Anyway to update nn.Parameter while keeping gradient / Change nn.Parameter to torch.Tensor

Hi everyone,

I’m currently working on a project that requires the ability to update the weights of a model while maintaining the gradient.

For example,

Model A outputs a vector that is used as an update for Model B’s weights (in a diff. fashion, for more context see: https://mediatum.ub.tum.de/doc/814768/file.pdf) and then Model B makes a prediction, the error for the prediction is then backpropagated to Model A.

This is possible when the weights of Model B are torch.Tensor objects as they can be updated while maintaining the gradient - but the gradient breaks when using nn.Parameter even when using .clone_(). The problem is that all of the pre-implemented nn.Module objects use nn.Parameter for the weights. To fix this in the case of a linear layer, we can simply recreate it with the weight and bias terms stored as torch.Tensor

class Linear(nn.Module):
	def __init__(self, in_features, out_features, bias=False):
		super(Linear, self).__init__()
		self.weight = (-1 - 1) * torch.rand([in_features, out_features]) + 1
		if bias:
			self.bias = (-1-1) * torch.rand([1, out_features]) + 1
		else:
			self.bias = None

		self.in_features = in_features
		self.out_features = out_features

		# Used in Brute Force
		self.no_fast_weights = in_features * out_features if not bias else (in_features * out_features) + out_features

		# Used in FROM/TO Architecture
		self.no_from = in_features
		self.no_to = out_features

	def update_weights(self, update, idx, update_func):
		weight_idx = idx + self.no_fast_weights
		if self.bias is not None:
			weight_idx -= self.out_features
			bias_update = update[weight_idx: weight_idx + self.out_features, :].reshape(self.bias.shape)
			self.bias = update_func(self.bias, bias_update)
		weight_update = update[idx:weight_idx, :].reshape(self.weight.shape)
		self.weight = update_func(self.weight, weight_update)

	def forward(self, x):
		ret = torch.matmul(x, self.weight)
		if self.bias is not None:
			return ret + self.bias
		return ret

Now, however, I’m ready to move onto a more advanced model, in particular, updating the weights of an RNN. This is proving to be challenging without re-implementing the forward pass of the RNN. I would like to avoid this as I’m afraid that any re-implementation will be slower than the original, and of course, more prone to bugs, besides the fact that the forward pass doesn’t actually change, rather, the objects behind it do.
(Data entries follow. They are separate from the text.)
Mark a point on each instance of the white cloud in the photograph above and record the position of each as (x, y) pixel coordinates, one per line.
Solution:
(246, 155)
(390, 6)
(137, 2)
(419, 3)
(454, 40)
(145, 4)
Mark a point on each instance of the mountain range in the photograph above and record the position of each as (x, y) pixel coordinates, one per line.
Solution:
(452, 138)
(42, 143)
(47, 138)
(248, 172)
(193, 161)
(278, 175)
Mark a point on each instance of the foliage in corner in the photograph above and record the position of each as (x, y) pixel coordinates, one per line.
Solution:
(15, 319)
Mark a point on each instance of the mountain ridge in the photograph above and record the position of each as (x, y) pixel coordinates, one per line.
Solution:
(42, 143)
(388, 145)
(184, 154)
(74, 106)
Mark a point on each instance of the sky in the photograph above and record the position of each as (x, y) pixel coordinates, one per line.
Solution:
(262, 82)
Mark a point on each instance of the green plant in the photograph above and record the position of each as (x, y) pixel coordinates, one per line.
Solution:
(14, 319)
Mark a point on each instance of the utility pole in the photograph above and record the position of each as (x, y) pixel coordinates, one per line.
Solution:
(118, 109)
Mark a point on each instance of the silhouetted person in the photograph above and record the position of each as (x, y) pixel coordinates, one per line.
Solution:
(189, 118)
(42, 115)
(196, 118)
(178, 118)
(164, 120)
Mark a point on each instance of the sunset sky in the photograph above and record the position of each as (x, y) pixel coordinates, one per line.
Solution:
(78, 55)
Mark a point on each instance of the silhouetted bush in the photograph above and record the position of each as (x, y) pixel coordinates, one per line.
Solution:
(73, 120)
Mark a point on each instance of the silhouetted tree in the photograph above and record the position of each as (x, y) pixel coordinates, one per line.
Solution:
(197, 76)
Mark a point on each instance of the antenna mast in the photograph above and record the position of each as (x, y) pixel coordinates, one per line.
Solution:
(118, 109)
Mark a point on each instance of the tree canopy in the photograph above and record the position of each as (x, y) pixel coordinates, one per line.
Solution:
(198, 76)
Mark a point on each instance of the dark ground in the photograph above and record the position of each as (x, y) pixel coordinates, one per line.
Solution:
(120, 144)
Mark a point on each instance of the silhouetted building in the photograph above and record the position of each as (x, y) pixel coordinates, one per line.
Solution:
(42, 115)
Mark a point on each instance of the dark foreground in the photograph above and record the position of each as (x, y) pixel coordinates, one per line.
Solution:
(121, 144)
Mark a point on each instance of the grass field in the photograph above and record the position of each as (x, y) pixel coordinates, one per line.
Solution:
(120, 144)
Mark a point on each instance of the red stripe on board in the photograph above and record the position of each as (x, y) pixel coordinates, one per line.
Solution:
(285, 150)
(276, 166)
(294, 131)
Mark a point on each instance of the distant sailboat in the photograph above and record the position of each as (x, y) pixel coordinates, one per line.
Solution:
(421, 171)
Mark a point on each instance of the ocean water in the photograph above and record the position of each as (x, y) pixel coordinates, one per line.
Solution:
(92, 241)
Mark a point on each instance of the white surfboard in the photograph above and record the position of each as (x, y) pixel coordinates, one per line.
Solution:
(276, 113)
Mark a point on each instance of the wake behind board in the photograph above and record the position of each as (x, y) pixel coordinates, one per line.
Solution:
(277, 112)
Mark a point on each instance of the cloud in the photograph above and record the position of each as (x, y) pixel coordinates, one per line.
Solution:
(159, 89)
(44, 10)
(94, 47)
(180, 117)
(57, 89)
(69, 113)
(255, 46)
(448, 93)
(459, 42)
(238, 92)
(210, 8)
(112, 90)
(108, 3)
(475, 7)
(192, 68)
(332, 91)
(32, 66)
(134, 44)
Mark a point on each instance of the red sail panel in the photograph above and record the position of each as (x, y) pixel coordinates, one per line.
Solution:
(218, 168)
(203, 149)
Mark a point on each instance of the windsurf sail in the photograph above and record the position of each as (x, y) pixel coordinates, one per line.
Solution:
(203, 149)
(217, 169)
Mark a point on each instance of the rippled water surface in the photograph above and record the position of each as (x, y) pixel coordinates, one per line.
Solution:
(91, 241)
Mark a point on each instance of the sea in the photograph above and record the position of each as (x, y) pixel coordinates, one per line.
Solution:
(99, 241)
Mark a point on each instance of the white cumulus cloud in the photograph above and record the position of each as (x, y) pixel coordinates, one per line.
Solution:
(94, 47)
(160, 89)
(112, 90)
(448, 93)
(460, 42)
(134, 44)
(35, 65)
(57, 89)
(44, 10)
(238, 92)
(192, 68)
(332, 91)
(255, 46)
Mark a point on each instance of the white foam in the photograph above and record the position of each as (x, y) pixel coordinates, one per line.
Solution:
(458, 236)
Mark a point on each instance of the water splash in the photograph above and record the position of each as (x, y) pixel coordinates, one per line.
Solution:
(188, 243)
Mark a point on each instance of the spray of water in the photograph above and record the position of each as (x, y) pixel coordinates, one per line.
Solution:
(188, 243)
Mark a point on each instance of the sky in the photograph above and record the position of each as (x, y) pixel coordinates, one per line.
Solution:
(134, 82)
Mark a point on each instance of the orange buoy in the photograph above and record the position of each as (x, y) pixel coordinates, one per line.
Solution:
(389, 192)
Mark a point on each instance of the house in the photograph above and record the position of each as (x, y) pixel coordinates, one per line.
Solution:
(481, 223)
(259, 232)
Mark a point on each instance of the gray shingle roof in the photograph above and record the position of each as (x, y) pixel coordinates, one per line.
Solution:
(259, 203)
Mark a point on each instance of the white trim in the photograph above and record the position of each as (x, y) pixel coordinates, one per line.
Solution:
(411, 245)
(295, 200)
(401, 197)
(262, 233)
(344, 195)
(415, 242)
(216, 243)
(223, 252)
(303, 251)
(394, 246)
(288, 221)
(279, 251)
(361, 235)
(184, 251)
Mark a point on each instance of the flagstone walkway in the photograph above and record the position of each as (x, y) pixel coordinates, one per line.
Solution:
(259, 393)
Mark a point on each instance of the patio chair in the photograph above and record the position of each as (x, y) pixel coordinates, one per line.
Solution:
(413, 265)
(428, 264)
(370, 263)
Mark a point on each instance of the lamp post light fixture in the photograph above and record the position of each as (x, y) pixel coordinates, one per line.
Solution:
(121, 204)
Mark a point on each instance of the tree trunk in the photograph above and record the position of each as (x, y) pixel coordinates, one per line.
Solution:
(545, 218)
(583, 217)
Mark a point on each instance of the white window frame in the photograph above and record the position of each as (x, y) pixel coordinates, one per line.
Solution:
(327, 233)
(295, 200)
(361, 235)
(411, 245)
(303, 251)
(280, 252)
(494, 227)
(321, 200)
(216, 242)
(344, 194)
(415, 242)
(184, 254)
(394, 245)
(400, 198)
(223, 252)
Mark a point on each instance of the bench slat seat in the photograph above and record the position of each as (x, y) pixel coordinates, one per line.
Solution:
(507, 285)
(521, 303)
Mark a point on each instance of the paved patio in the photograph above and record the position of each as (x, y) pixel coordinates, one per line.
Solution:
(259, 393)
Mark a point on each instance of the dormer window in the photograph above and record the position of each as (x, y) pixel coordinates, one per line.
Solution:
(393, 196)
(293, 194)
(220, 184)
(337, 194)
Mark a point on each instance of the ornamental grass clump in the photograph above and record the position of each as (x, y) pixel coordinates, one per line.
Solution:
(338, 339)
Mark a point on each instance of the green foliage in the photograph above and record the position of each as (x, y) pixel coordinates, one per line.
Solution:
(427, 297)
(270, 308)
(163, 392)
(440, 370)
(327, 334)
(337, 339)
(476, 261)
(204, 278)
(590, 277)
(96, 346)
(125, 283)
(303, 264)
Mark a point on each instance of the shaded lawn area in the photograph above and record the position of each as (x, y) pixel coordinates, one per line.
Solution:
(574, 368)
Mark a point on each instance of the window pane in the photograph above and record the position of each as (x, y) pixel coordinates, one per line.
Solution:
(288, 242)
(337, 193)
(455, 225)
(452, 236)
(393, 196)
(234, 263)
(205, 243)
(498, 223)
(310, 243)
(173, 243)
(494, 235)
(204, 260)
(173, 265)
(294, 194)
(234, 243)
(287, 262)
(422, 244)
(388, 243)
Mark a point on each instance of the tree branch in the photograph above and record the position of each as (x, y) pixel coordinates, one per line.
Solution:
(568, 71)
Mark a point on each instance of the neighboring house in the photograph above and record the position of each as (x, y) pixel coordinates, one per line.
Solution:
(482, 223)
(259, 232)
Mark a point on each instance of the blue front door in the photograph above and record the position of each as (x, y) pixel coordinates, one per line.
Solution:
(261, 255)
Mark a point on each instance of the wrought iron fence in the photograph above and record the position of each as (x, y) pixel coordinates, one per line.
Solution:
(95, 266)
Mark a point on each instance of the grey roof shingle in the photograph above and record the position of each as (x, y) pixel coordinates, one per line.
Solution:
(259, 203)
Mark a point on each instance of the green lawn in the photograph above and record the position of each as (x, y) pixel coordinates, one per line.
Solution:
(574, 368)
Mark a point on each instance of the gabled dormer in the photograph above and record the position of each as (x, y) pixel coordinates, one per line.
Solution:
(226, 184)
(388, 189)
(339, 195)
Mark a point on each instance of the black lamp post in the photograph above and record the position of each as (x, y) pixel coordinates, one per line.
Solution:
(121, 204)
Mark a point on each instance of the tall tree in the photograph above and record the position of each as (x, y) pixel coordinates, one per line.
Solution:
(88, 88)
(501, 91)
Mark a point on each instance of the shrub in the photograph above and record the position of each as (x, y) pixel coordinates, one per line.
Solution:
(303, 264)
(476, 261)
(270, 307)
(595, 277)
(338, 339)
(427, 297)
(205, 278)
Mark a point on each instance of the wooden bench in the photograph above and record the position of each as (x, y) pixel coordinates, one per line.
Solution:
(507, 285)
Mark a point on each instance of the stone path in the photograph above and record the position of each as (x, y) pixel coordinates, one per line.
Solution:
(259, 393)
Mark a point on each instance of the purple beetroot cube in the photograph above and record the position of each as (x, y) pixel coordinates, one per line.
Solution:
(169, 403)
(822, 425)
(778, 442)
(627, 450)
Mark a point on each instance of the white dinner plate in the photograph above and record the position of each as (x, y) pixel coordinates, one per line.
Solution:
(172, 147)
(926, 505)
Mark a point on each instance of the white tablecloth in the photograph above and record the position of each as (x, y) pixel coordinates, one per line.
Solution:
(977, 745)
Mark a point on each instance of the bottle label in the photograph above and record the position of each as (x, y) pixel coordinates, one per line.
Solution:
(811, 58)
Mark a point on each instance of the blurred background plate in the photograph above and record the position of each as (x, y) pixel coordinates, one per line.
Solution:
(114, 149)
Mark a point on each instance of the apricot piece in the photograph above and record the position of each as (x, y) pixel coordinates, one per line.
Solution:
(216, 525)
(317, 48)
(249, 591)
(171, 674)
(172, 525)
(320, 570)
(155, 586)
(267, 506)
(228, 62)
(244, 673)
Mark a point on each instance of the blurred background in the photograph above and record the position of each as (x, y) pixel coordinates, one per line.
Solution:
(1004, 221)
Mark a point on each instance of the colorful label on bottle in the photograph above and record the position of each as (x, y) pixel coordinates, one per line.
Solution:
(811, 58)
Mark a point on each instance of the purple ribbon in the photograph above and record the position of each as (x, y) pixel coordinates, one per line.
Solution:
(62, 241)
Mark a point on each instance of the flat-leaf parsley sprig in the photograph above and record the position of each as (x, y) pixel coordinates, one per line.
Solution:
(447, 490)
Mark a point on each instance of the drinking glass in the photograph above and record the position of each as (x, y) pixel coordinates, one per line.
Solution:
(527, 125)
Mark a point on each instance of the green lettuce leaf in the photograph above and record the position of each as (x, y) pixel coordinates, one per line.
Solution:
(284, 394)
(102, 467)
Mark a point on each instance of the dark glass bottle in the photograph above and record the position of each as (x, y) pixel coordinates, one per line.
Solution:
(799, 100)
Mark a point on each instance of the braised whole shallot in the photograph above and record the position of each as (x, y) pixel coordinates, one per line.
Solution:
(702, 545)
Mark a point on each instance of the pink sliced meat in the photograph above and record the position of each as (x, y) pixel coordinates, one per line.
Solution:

What I want to do is build some structure around the base pytorch implementations, e.g.

class RNNUpdatable(nn.RNN):
         def __init__(self, *args, **kwargs):
             super() etc etc
             self.hidden_weight = torch.Tensor([hidden sizes, etc...])
             etc etc
     
         def weight_update(update):
               self.hidden_weight = update 
               etc etc 

Which would leave the forward pass up to the original pytorch implementation.

I can’t simply do this as when the parent class is initialized it automatically assigns the weights of the RNN to a nn.Parameter and this seems to be impossible to change. I also can’t create a new variable as then it wouldn’t be used in the forward pass and I would have to reimplement everything which is the problem I’m trying to avoid.

Is there anyway around this issue in Pytorch?

You can use nn.LSTM and turn off the requires_grad flag for these.

rnn = nn.LSTM(100, 100)
for param in rnn:
    param.requires_grad = False

and it is left like tensors.

Unfortunately, this breaks the gradient computation, which I need to be retained.

you can either inplace update parameter.data, this is invisible to autograd, or have something like an optimizer between your models, and pass gradients to model A by using autograd.grad (with grad_outputs parameter).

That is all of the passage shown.